Intraoperative ultrasound facilitated the identification and preservation of major intrahepatic structures, avoiding the need for formal liver resection.
Intraoperative ultrasound facilitated the identification and preservation of major intrahepatic structures, avoiding the need for formal liver resection.

The patient experienced moderate blood loss in the immediate postoperative period, with 600mL of sanguineous drainage within two hours. This resulted in a 2 g/dL drop in hemoglobin (10.5 g/dL to 8.6 g/dL) and a decrease in platelet count (131 to 119). Thromboelastography indicated reduced clot strength (maximum amplitude of 53).

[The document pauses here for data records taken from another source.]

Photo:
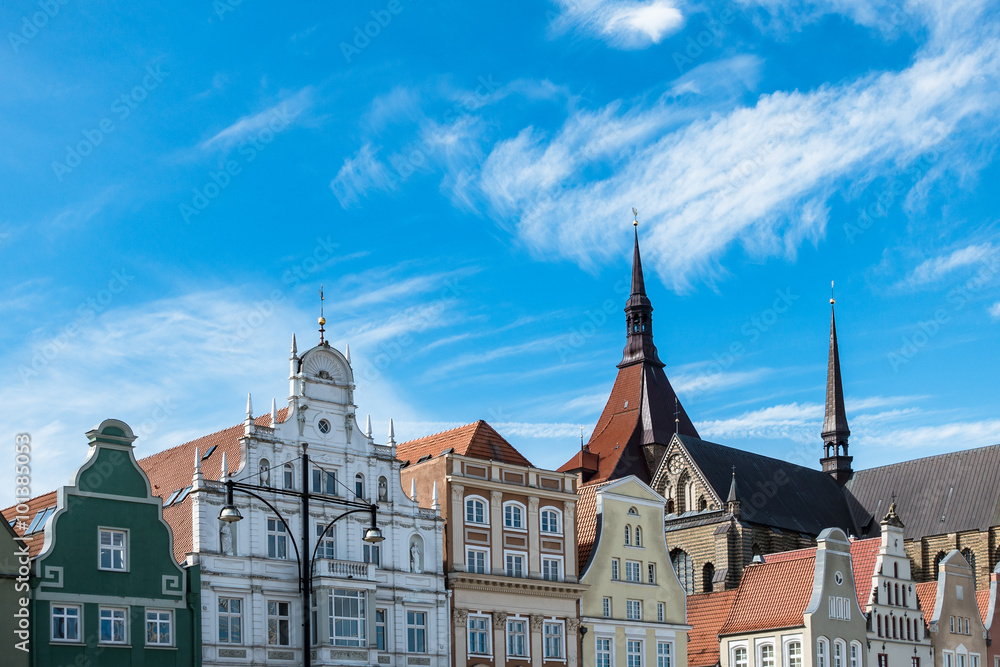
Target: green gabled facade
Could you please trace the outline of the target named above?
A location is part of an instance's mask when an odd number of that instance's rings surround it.
[[[59,489],[35,559],[32,664],[198,666],[198,567],[174,560],[135,435],[107,419],[87,437],[87,460]]]

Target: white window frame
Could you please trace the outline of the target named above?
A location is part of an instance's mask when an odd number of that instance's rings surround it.
[[[104,544],[103,537],[107,533],[110,536],[111,544]],[[114,543],[114,536],[122,536],[122,544],[116,545]],[[128,528],[111,528],[110,526],[98,526],[97,528],[97,569],[103,572],[129,572],[129,552],[131,549],[129,547],[129,530]],[[101,556],[104,555],[104,551],[107,550],[111,555],[111,565],[109,567],[104,567],[101,564]],[[115,553],[121,552],[122,554],[122,567],[115,567]]]
[[[56,609],[61,609],[62,613],[56,614]],[[70,609],[75,609],[76,614],[70,614],[68,611]],[[66,632],[65,637],[56,636],[56,617],[63,619],[63,629]],[[69,619],[76,619],[76,636],[70,637],[69,635]],[[60,604],[56,602],[49,603],[49,637],[53,642],[66,643],[66,644],[79,644],[81,643],[80,637],[83,636],[83,606],[78,604]]]
[[[555,515],[556,529],[555,530],[545,530],[545,513],[551,512]],[[539,530],[546,535],[562,535],[562,510],[556,509],[551,505],[546,505],[543,507],[538,514],[538,526]]]
[[[469,520],[469,504],[473,501],[477,501],[482,505],[483,508],[483,520],[480,521],[470,521]],[[482,496],[466,496],[465,497],[465,513],[462,515],[465,517],[465,523],[472,526],[488,526],[490,525],[490,504],[486,501],[486,498]],[[473,512],[473,517],[475,517],[475,512]]]
[[[227,607],[228,607],[227,611],[222,611],[222,601],[223,600],[228,600],[229,601],[229,604],[227,605]],[[240,603],[240,610],[238,612],[235,612],[235,613],[233,612],[233,605],[232,605],[233,600],[236,600],[237,602]],[[243,645],[243,606],[244,605],[243,605],[243,598],[242,597],[233,597],[231,595],[220,595],[219,597],[216,598],[216,600],[215,600],[215,610],[216,610],[215,611],[215,613],[216,613],[215,632],[216,632],[216,638],[217,638],[218,643],[225,644],[227,646],[242,646]],[[219,621],[222,621],[223,619],[226,620],[226,636],[227,636],[226,639],[222,639],[222,637],[218,636],[218,633],[219,633]],[[236,625],[239,627],[240,640],[238,642],[234,642],[233,641],[233,620],[236,621]]]
[[[557,628],[558,632],[551,634],[549,632],[550,628]],[[555,645],[558,654],[553,654],[549,651],[551,644],[549,643],[549,638],[555,637],[558,644]],[[554,618],[546,619],[542,621],[542,658],[544,660],[555,660],[559,662],[566,661],[566,622],[560,621]]]
[[[469,554],[476,554],[482,556],[483,558],[483,571],[474,570],[469,568]],[[465,547],[465,571],[472,572],[473,574],[489,574],[490,573],[490,550],[488,547]]]
[[[507,525],[508,509],[512,510],[511,511],[512,517],[515,516],[515,511],[516,511],[516,516],[519,519],[519,523],[521,524],[520,526]],[[519,503],[516,500],[508,500],[503,504],[503,529],[513,530],[518,533],[528,532],[528,512],[522,503]]]
[[[523,636],[523,653],[511,653],[511,638],[514,633],[511,631],[511,624],[517,623],[523,630],[517,634]],[[531,659],[531,624],[528,623],[528,619],[524,616],[508,616],[507,622],[504,623],[504,650],[507,653],[508,660],[530,660]]]
[[[476,628],[475,630],[473,630],[473,628],[472,628],[472,622],[473,621],[475,621],[477,624],[482,623],[483,627],[482,628]],[[469,658],[482,657],[482,656],[490,656],[490,657],[493,656],[493,637],[490,636],[490,625],[492,625],[492,623],[490,623],[490,615],[489,614],[469,614],[469,617],[468,617],[468,619],[465,622],[465,639],[466,639],[465,647],[466,647],[466,653],[468,654]],[[473,632],[475,632],[476,634],[483,633],[483,634],[486,635],[486,641],[483,642],[484,647],[486,648],[486,652],[485,653],[476,653],[476,652],[474,652],[472,650],[472,645],[473,645],[472,633]]]
[[[150,619],[155,614],[156,618]],[[149,625],[155,623],[157,628],[156,641],[149,641]],[[162,624],[167,624],[167,641],[160,641],[160,629]],[[174,645],[174,612],[172,609],[146,609],[146,646],[173,646]]]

The patient received a blood transfusion (1 unit packed red blood cells), platelet transfusion (1 unit), fresh frozen plasma (3 units), and tranexamic acid (1 gram) for management. Due to close monitoring needs, the patient was transferred to the intensive care unit.

The drainage transitioned to serous fluid over time, and follow-up coagulation studies on postoperative day 3 showed a normalized platelet count. This allowed for discharge from the ICU on day 1. The remainder of their hospital stay was uneventful, with discharge on postoperative day 6 and a sustained platelet count of 244.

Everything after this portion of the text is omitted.